Prior to this commit, on servers where an update does not originate
(on other masters or slaves), the cache loader would re-read all
external IDs from Git when it was called. On googlesource.com, these
regenerations can take up to 60 seconds. Within this time, the Gerrit
instance comes to a grinding halt as lots of code paths depend on a
value of this cache being present. Authentication is one of them.
This commit rewrites the loader and implements a differential
computation approach to compute the new state from a previously cached
state by applying the modifications using a Git diff.

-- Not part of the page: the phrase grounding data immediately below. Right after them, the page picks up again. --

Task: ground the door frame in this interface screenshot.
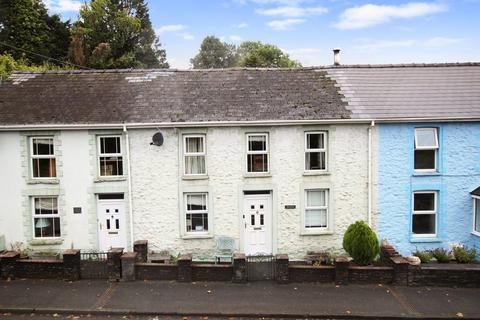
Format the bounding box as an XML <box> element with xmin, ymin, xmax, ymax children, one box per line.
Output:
<box><xmin>96</xmin><ymin>197</ymin><xmax>127</xmax><ymax>251</ymax></box>
<box><xmin>238</xmin><ymin>185</ymin><xmax>277</xmax><ymax>255</ymax></box>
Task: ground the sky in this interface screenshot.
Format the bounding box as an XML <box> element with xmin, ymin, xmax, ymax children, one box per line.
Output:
<box><xmin>46</xmin><ymin>0</ymin><xmax>479</xmax><ymax>69</ymax></box>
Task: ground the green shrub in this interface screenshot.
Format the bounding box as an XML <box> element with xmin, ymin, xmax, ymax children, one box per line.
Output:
<box><xmin>432</xmin><ymin>248</ymin><xmax>450</xmax><ymax>263</ymax></box>
<box><xmin>413</xmin><ymin>249</ymin><xmax>433</xmax><ymax>263</ymax></box>
<box><xmin>342</xmin><ymin>220</ymin><xmax>379</xmax><ymax>265</ymax></box>
<box><xmin>452</xmin><ymin>246</ymin><xmax>477</xmax><ymax>264</ymax></box>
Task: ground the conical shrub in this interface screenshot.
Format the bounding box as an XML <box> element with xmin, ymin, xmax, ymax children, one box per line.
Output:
<box><xmin>343</xmin><ymin>220</ymin><xmax>379</xmax><ymax>265</ymax></box>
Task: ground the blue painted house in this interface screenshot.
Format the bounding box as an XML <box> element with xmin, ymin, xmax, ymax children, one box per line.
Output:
<box><xmin>327</xmin><ymin>63</ymin><xmax>480</xmax><ymax>256</ymax></box>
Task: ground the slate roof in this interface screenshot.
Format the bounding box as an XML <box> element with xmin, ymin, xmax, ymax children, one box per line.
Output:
<box><xmin>0</xmin><ymin>69</ymin><xmax>350</xmax><ymax>125</ymax></box>
<box><xmin>324</xmin><ymin>63</ymin><xmax>480</xmax><ymax>119</ymax></box>
<box><xmin>471</xmin><ymin>186</ymin><xmax>480</xmax><ymax>197</ymax></box>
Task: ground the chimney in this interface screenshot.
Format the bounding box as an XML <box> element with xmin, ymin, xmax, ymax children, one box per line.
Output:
<box><xmin>333</xmin><ymin>48</ymin><xmax>341</xmax><ymax>66</ymax></box>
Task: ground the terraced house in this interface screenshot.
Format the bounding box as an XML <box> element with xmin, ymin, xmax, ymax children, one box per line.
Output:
<box><xmin>0</xmin><ymin>61</ymin><xmax>479</xmax><ymax>259</ymax></box>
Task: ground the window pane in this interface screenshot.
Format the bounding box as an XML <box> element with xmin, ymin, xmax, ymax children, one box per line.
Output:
<box><xmin>33</xmin><ymin>138</ymin><xmax>54</xmax><ymax>155</ymax></box>
<box><xmin>414</xmin><ymin>150</ymin><xmax>436</xmax><ymax>170</ymax></box>
<box><xmin>476</xmin><ymin>199</ymin><xmax>480</xmax><ymax>232</ymax></box>
<box><xmin>248</xmin><ymin>135</ymin><xmax>266</xmax><ymax>151</ymax></box>
<box><xmin>247</xmin><ymin>154</ymin><xmax>268</xmax><ymax>172</ymax></box>
<box><xmin>414</xmin><ymin>193</ymin><xmax>435</xmax><ymax>211</ymax></box>
<box><xmin>35</xmin><ymin>198</ymin><xmax>58</xmax><ymax>215</ymax></box>
<box><xmin>305</xmin><ymin>209</ymin><xmax>327</xmax><ymax>228</ymax></box>
<box><xmin>186</xmin><ymin>213</ymin><xmax>208</xmax><ymax>232</ymax></box>
<box><xmin>100</xmin><ymin>156</ymin><xmax>123</xmax><ymax>176</ymax></box>
<box><xmin>185</xmin><ymin>155</ymin><xmax>206</xmax><ymax>174</ymax></box>
<box><xmin>185</xmin><ymin>137</ymin><xmax>204</xmax><ymax>153</ymax></box>
<box><xmin>307</xmin><ymin>133</ymin><xmax>324</xmax><ymax>149</ymax></box>
<box><xmin>307</xmin><ymin>190</ymin><xmax>326</xmax><ymax>207</ymax></box>
<box><xmin>101</xmin><ymin>137</ymin><xmax>121</xmax><ymax>154</ymax></box>
<box><xmin>33</xmin><ymin>158</ymin><xmax>56</xmax><ymax>178</ymax></box>
<box><xmin>412</xmin><ymin>214</ymin><xmax>436</xmax><ymax>235</ymax></box>
<box><xmin>415</xmin><ymin>128</ymin><xmax>437</xmax><ymax>148</ymax></box>
<box><xmin>306</xmin><ymin>152</ymin><xmax>325</xmax><ymax>170</ymax></box>
<box><xmin>34</xmin><ymin>217</ymin><xmax>55</xmax><ymax>237</ymax></box>
<box><xmin>187</xmin><ymin>194</ymin><xmax>207</xmax><ymax>211</ymax></box>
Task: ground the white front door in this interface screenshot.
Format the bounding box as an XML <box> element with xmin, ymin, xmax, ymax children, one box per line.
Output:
<box><xmin>97</xmin><ymin>199</ymin><xmax>127</xmax><ymax>251</ymax></box>
<box><xmin>243</xmin><ymin>194</ymin><xmax>272</xmax><ymax>255</ymax></box>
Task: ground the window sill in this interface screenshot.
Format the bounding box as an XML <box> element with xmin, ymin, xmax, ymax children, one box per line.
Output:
<box><xmin>94</xmin><ymin>177</ymin><xmax>127</xmax><ymax>183</ymax></box>
<box><xmin>244</xmin><ymin>173</ymin><xmax>272</xmax><ymax>178</ymax></box>
<box><xmin>300</xmin><ymin>230</ymin><xmax>333</xmax><ymax>236</ymax></box>
<box><xmin>412</xmin><ymin>172</ymin><xmax>441</xmax><ymax>177</ymax></box>
<box><xmin>182</xmin><ymin>175</ymin><xmax>209</xmax><ymax>180</ymax></box>
<box><xmin>29</xmin><ymin>239</ymin><xmax>64</xmax><ymax>246</ymax></box>
<box><xmin>303</xmin><ymin>171</ymin><xmax>330</xmax><ymax>176</ymax></box>
<box><xmin>27</xmin><ymin>179</ymin><xmax>59</xmax><ymax>185</ymax></box>
<box><xmin>181</xmin><ymin>234</ymin><xmax>213</xmax><ymax>240</ymax></box>
<box><xmin>410</xmin><ymin>237</ymin><xmax>441</xmax><ymax>243</ymax></box>
<box><xmin>471</xmin><ymin>231</ymin><xmax>480</xmax><ymax>237</ymax></box>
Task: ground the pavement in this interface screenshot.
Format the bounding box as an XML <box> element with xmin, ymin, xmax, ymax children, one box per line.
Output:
<box><xmin>0</xmin><ymin>279</ymin><xmax>479</xmax><ymax>319</ymax></box>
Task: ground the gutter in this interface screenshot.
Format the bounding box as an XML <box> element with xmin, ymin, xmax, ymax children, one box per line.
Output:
<box><xmin>123</xmin><ymin>124</ymin><xmax>134</xmax><ymax>250</ymax></box>
<box><xmin>367</xmin><ymin>120</ymin><xmax>375</xmax><ymax>227</ymax></box>
<box><xmin>1</xmin><ymin>116</ymin><xmax>479</xmax><ymax>131</ymax></box>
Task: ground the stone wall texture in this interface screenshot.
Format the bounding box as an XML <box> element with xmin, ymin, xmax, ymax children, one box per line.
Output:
<box><xmin>378</xmin><ymin>123</ymin><xmax>480</xmax><ymax>257</ymax></box>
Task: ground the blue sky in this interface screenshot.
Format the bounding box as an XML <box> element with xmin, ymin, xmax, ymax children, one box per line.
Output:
<box><xmin>46</xmin><ymin>0</ymin><xmax>479</xmax><ymax>68</ymax></box>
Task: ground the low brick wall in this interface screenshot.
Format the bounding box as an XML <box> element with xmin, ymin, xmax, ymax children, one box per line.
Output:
<box><xmin>15</xmin><ymin>259</ymin><xmax>64</xmax><ymax>279</ymax></box>
<box><xmin>192</xmin><ymin>264</ymin><xmax>233</xmax><ymax>281</ymax></box>
<box><xmin>135</xmin><ymin>263</ymin><xmax>178</xmax><ymax>280</ymax></box>
<box><xmin>289</xmin><ymin>265</ymin><xmax>334</xmax><ymax>282</ymax></box>
<box><xmin>348</xmin><ymin>266</ymin><xmax>394</xmax><ymax>284</ymax></box>
<box><xmin>409</xmin><ymin>264</ymin><xmax>480</xmax><ymax>288</ymax></box>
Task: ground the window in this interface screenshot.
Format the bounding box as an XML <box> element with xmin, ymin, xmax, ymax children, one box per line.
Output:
<box><xmin>33</xmin><ymin>197</ymin><xmax>60</xmax><ymax>238</ymax></box>
<box><xmin>305</xmin><ymin>132</ymin><xmax>327</xmax><ymax>171</ymax></box>
<box><xmin>98</xmin><ymin>136</ymin><xmax>123</xmax><ymax>176</ymax></box>
<box><xmin>414</xmin><ymin>128</ymin><xmax>438</xmax><ymax>171</ymax></box>
<box><xmin>30</xmin><ymin>137</ymin><xmax>56</xmax><ymax>178</ymax></box>
<box><xmin>474</xmin><ymin>198</ymin><xmax>480</xmax><ymax>234</ymax></box>
<box><xmin>184</xmin><ymin>135</ymin><xmax>206</xmax><ymax>175</ymax></box>
<box><xmin>412</xmin><ymin>192</ymin><xmax>437</xmax><ymax>237</ymax></box>
<box><xmin>246</xmin><ymin>134</ymin><xmax>268</xmax><ymax>173</ymax></box>
<box><xmin>305</xmin><ymin>189</ymin><xmax>328</xmax><ymax>229</ymax></box>
<box><xmin>185</xmin><ymin>193</ymin><xmax>208</xmax><ymax>233</ymax></box>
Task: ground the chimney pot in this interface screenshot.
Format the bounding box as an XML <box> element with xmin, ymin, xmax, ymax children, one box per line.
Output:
<box><xmin>333</xmin><ymin>48</ymin><xmax>341</xmax><ymax>66</ymax></box>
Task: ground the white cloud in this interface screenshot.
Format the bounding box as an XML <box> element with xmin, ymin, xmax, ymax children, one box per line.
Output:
<box><xmin>180</xmin><ymin>33</ymin><xmax>195</xmax><ymax>41</ymax></box>
<box><xmin>267</xmin><ymin>18</ymin><xmax>306</xmax><ymax>30</ymax></box>
<box><xmin>335</xmin><ymin>2</ymin><xmax>447</xmax><ymax>30</ymax></box>
<box><xmin>45</xmin><ymin>0</ymin><xmax>82</xmax><ymax>13</ymax></box>
<box><xmin>235</xmin><ymin>0</ymin><xmax>311</xmax><ymax>5</ymax></box>
<box><xmin>156</xmin><ymin>24</ymin><xmax>187</xmax><ymax>35</ymax></box>
<box><xmin>285</xmin><ymin>48</ymin><xmax>322</xmax><ymax>54</ymax></box>
<box><xmin>425</xmin><ymin>36</ymin><xmax>462</xmax><ymax>46</ymax></box>
<box><xmin>256</xmin><ymin>6</ymin><xmax>328</xmax><ymax>17</ymax></box>
<box><xmin>229</xmin><ymin>35</ymin><xmax>244</xmax><ymax>42</ymax></box>
<box><xmin>237</xmin><ymin>22</ymin><xmax>249</xmax><ymax>28</ymax></box>
<box><xmin>354</xmin><ymin>39</ymin><xmax>417</xmax><ymax>51</ymax></box>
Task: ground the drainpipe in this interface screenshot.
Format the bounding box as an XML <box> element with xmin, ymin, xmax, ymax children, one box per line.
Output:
<box><xmin>124</xmin><ymin>124</ymin><xmax>134</xmax><ymax>250</ymax></box>
<box><xmin>367</xmin><ymin>120</ymin><xmax>375</xmax><ymax>227</ymax></box>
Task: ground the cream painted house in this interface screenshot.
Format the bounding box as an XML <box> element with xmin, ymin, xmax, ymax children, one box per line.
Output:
<box><xmin>0</xmin><ymin>68</ymin><xmax>378</xmax><ymax>259</ymax></box>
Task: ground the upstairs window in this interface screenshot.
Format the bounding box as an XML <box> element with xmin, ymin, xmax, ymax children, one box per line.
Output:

Given the SHA1 (tip in refs/meta/external-ids) that is requested, the
logic first tries to find a state that we have cached by walking Git
history. This is best-effort and we allow at most 10 commits to be
walked.
Once a prior state is found, we use that state's SHA1 to do a tree diff
between that and the requested state. The new state is then generated by
applying the same mutations.
JGit's DiffFormatter is smart in that it only traverses trees that have
changed and doesn't load any file content which ensures that we only
perform the minimal number of Git operations necessary. This is
necessary because NotesMap (the storage format of external ids on disk)
shards pretty aggressively and we don't want to load all trees when
applying only deltas.
Once the (tree) diff is computed, we read the newly added external IDs
using an ObjectReader.
There is currently a broader discussion going on about if the primary
storage format of external IDs should be changed (I87119506ec04).
This commit doesn't answer or interfere with that discussion. However,
if that redesign is required will - apart from other things - depend on
the impact of this commit on the problems that I87119506ec04 outlines.
We hope that this commit already mitigates a large chunk of the slow
loading issues. We will use micro benchmarking and look closer at how
the collections are handled if there is a need after this commit.
Change-Id: I0e67d3538e2ad17812598a1523e78fd71a7bd88a